Abstract: Objective To evaluate the anticoagulant and antineoplastic activities of chemically modified low-molecular-weight
heparin (LMWH). Methods LMWH obtained by splitting unfractionated heparin (UFH) with sodium periodate oxidation and
sodium borohydride reduction was subjected to acetylation catalyzed by DCC and DMAP to produce acetylated LMWH
(ALMWH). The anticoagulant activity of ALMWH was determined in mice, and its antiproliferative and anti-invasion
activities was assessed in human breast cancer cells MDA-MB-231 and MFC-7. Results The anticoagulant activity of LMWH
was decreased significantly after acetylation. The concentrations of commercial LMWH* and ALMWH for doubling the
coagulation time (CT) were 33.04 μmol/L and 223.56 μmol/L, respectively, and the IC50 of ALMWH for doubling CT was 6
times of that of LMWH*. ALMWH and LMWH at 0.1, 0.3, 0.9, 2.7 and 8.1 mmol/L both significantly inhibited the proliferation
of MDA-MB-231 and MCF-7 cells in a concentration-dependent manner, but ALMWH produced stronger inhibitory effects.

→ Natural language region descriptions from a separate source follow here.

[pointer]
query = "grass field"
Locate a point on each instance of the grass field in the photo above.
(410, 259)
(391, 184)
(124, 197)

The IC50 of LMWH and ALMWH for inhibiting cell proliferation was 3168.4 μmol/L and 152.6 μmol/L in MCF-7 cells, and
12299.6 μmol/L and 22.2 μmol/L in MDA-MB-231 cells, respectively. ALMWH and LMWH all markedly suppressed the
invasion of MDA-MB-231 cells with comparable effects. Conclusion Chemical modification of structure can endow LMWH
with a low anticoagulant and high antiproliferative activities.